Me Bruno-Henri VINCENT a obtenu sa licence en droit en 1985. Il a aussitôt débuté sa carrière comme conseiller juridique en droit social pour les entreprises d’une grande association interprofessionnelle d’employeurs et ensuite d’un secrétariat social agréé. Ceci lui a permis de maîtriser d’emblée les subtilités et technicités du monde du travail en Belgique.
Après cet écolage, dès 1991, il a choisi de mettre ses compétences au service des clients de son cabinet d’avocat. Le Barreau de Bruxelles lui a reconnu en 2003 le titre d’avocat spécialiste en droit du travail.
En 2006, Me Bruno-Henri VINCENT fonda LITIS S, une association d’avocats profilée pour se développer exclusivement à travers le droit du travail et apporter sa meilleure expertise pour résoudre les litiges de la vie professionnelle.

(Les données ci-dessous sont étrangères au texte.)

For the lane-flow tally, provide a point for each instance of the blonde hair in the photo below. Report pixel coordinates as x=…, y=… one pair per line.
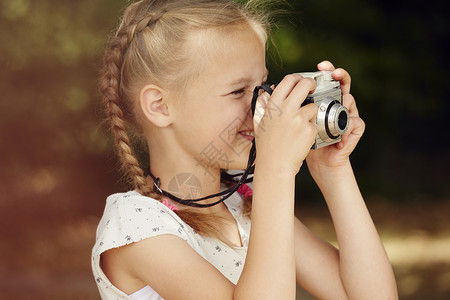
x=148, y=47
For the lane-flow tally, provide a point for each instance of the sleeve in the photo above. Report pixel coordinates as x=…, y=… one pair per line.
x=130, y=218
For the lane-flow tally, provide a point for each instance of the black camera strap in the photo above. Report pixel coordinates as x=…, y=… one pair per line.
x=225, y=194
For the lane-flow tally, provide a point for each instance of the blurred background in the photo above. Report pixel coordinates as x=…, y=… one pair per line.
x=57, y=162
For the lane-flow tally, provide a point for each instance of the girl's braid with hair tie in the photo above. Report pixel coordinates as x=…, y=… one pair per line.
x=110, y=88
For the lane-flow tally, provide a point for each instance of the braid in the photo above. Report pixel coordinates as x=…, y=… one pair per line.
x=110, y=88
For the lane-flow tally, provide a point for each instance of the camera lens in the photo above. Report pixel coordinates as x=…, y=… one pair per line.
x=342, y=120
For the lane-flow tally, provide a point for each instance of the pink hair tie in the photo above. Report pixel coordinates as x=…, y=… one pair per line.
x=172, y=207
x=245, y=190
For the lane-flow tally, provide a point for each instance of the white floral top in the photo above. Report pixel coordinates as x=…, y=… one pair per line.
x=130, y=217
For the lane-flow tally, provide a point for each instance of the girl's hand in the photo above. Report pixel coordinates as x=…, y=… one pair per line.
x=285, y=132
x=337, y=155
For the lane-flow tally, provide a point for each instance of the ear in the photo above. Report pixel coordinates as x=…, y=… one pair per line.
x=154, y=106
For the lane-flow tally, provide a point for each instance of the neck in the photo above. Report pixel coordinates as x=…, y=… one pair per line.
x=185, y=177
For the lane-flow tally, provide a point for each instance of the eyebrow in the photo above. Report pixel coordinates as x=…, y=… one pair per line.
x=247, y=80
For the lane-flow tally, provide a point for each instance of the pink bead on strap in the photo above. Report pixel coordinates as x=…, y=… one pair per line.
x=245, y=190
x=172, y=207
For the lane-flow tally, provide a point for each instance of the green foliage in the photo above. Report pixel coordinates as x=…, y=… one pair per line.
x=51, y=52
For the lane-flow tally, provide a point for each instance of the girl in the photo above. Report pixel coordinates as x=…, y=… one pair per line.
x=182, y=72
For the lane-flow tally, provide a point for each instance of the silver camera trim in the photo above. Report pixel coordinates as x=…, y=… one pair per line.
x=328, y=98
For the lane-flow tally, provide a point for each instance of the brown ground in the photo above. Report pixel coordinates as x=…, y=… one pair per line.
x=45, y=256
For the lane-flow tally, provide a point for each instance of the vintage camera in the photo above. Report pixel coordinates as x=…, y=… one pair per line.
x=332, y=118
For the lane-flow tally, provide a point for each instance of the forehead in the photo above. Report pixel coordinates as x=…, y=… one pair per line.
x=220, y=53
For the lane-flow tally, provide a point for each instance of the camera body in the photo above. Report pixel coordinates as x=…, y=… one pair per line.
x=332, y=118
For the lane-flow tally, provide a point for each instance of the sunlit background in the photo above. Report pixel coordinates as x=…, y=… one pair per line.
x=57, y=163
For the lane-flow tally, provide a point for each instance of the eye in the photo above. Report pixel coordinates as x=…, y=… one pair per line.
x=238, y=92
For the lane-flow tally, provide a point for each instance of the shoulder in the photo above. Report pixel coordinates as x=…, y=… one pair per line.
x=130, y=217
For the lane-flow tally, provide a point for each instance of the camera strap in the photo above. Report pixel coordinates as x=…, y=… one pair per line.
x=225, y=194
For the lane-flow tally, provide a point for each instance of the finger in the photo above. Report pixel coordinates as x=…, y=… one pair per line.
x=349, y=102
x=325, y=66
x=345, y=79
x=284, y=88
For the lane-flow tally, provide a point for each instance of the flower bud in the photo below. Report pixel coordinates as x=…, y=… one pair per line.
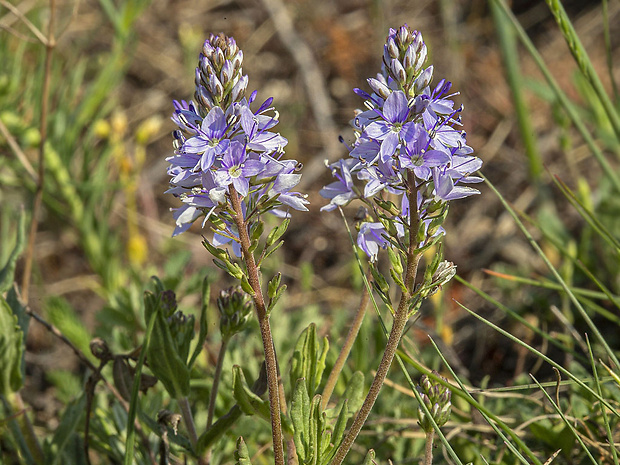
x=424, y=80
x=436, y=397
x=379, y=88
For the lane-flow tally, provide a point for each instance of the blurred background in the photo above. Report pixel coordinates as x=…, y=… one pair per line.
x=106, y=224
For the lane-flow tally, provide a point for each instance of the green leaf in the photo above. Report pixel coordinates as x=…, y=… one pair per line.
x=248, y=402
x=162, y=357
x=62, y=315
x=274, y=284
x=277, y=233
x=8, y=271
x=308, y=359
x=242, y=456
x=11, y=350
x=274, y=300
x=71, y=419
x=370, y=458
x=300, y=416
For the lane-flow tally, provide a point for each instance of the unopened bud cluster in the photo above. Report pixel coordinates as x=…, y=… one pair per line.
x=235, y=307
x=219, y=77
x=404, y=55
x=436, y=397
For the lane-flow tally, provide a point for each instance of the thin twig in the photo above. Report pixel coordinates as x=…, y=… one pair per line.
x=56, y=332
x=428, y=448
x=44, y=40
x=188, y=419
x=19, y=153
x=50, y=43
x=318, y=97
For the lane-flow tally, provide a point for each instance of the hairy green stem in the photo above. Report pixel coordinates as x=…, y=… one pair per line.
x=428, y=448
x=346, y=349
x=50, y=43
x=398, y=326
x=271, y=363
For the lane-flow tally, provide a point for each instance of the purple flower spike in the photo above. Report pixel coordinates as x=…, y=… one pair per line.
x=408, y=144
x=221, y=142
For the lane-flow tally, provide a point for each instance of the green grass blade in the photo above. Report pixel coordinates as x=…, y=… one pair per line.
x=583, y=61
x=492, y=422
x=588, y=215
x=519, y=318
x=608, y=53
x=510, y=58
x=562, y=98
x=566, y=422
x=597, y=381
x=544, y=357
x=556, y=275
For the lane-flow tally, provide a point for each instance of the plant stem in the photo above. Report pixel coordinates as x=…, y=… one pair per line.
x=216, y=381
x=271, y=363
x=50, y=43
x=428, y=449
x=188, y=419
x=398, y=326
x=346, y=349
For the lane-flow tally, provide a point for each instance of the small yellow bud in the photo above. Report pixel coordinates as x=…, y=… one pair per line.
x=137, y=249
x=102, y=129
x=148, y=129
x=119, y=123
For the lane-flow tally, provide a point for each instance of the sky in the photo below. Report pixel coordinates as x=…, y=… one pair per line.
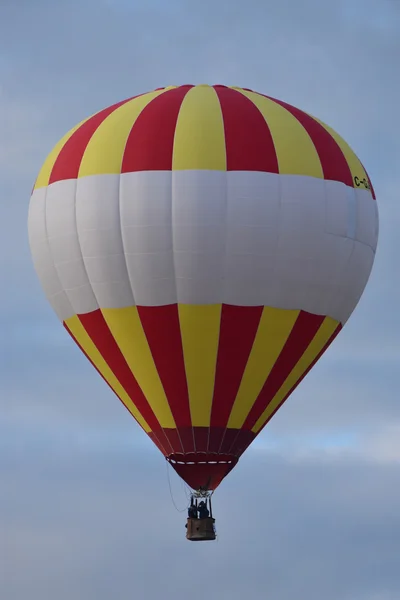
x=87, y=506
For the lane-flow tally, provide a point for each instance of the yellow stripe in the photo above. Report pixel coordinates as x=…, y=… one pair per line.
x=200, y=327
x=199, y=141
x=294, y=148
x=355, y=166
x=83, y=338
x=105, y=150
x=127, y=330
x=273, y=331
x=322, y=336
x=45, y=172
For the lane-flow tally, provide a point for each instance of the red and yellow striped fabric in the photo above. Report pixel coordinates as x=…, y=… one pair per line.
x=203, y=246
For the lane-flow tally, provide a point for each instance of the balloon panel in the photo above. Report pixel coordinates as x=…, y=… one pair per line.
x=203, y=246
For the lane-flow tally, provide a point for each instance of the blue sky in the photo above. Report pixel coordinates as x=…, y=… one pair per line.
x=85, y=509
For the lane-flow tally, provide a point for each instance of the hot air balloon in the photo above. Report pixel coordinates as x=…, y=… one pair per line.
x=203, y=246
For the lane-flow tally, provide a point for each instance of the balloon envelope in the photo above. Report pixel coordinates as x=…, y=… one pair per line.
x=203, y=246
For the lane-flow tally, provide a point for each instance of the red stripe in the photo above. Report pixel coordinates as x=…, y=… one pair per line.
x=333, y=162
x=151, y=141
x=303, y=332
x=162, y=328
x=166, y=448
x=97, y=328
x=174, y=440
x=329, y=342
x=248, y=140
x=70, y=157
x=201, y=436
x=238, y=330
x=241, y=441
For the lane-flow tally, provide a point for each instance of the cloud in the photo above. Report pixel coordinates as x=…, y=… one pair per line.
x=312, y=508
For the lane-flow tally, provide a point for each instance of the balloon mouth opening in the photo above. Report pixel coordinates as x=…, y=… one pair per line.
x=203, y=470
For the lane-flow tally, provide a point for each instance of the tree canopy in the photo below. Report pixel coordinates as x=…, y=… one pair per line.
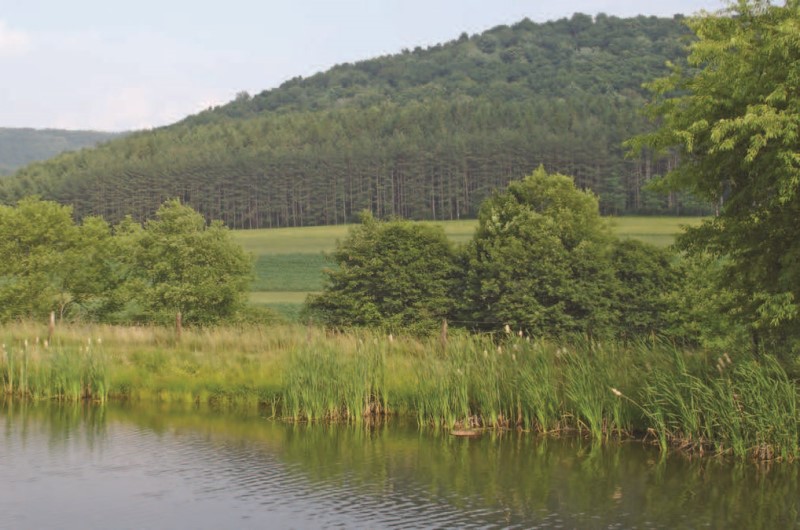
x=175, y=263
x=732, y=114
x=393, y=274
x=539, y=260
x=422, y=134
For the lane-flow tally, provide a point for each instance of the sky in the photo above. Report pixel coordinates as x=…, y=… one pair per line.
x=113, y=66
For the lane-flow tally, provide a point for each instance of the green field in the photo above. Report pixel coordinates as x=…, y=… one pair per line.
x=290, y=261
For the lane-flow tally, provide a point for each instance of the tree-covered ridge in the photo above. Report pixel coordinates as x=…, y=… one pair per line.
x=426, y=134
x=19, y=147
x=583, y=54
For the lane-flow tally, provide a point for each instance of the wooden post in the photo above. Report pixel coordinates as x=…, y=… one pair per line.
x=178, y=325
x=51, y=328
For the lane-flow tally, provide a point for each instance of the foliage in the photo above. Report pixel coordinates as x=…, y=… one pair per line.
x=394, y=274
x=732, y=115
x=175, y=263
x=426, y=134
x=646, y=277
x=52, y=263
x=539, y=260
x=731, y=405
x=180, y=264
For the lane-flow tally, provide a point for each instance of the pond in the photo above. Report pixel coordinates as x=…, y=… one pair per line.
x=124, y=466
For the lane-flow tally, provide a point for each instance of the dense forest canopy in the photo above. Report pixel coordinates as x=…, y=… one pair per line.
x=19, y=147
x=424, y=134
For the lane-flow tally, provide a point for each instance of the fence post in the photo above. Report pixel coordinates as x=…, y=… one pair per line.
x=51, y=327
x=178, y=325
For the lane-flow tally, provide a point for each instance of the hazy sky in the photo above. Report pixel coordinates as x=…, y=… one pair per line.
x=108, y=65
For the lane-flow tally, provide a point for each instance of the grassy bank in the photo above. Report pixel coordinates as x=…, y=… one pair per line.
x=290, y=261
x=733, y=405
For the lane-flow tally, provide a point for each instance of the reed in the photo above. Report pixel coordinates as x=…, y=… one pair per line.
x=741, y=406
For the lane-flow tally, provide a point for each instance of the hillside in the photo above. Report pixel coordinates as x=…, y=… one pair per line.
x=19, y=147
x=426, y=133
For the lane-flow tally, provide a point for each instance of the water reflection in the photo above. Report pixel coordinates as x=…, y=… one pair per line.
x=82, y=466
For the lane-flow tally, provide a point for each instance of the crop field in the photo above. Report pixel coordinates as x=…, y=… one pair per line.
x=289, y=262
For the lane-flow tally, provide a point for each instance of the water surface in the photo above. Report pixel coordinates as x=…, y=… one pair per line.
x=83, y=466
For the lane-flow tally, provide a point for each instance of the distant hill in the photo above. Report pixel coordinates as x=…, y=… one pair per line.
x=19, y=147
x=425, y=133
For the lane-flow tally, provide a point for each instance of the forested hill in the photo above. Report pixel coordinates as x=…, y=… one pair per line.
x=19, y=147
x=425, y=134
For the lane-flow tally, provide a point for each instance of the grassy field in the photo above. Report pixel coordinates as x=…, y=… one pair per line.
x=290, y=261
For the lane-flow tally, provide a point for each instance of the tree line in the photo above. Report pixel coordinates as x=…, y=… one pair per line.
x=542, y=262
x=424, y=134
x=174, y=264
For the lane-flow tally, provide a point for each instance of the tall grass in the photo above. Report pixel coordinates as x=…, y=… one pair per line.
x=38, y=370
x=744, y=406
x=748, y=408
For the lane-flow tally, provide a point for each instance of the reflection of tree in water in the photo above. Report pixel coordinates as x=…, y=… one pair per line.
x=399, y=474
x=61, y=423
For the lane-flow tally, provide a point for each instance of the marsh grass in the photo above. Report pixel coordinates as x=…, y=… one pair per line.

Me Bruno-Henri VINCENT est aussi médiateur agréé en matière sociale. Il est membre fondateur de l’Asbl Médiation et conciliation sociale regroupant magistrats, avocats et DRH qui s’investissent dans l’art de la médiation sociale (www.mcsociale.be). Il pratique régulièrement, avec le plein accord de ses clients, le recours aux modes non judiciaires de résolution des conflits.
Il contribue à des ouvrages juridiques et publie régulièrement dans la presse. Il est sollicité comme conférencier dans ses matières de prédilection. Il a aussi enseigné durant plus de 20 ans le cours de législation sociale pour responsables du personnel au sein de l’Institut d’Administration des Entreprises.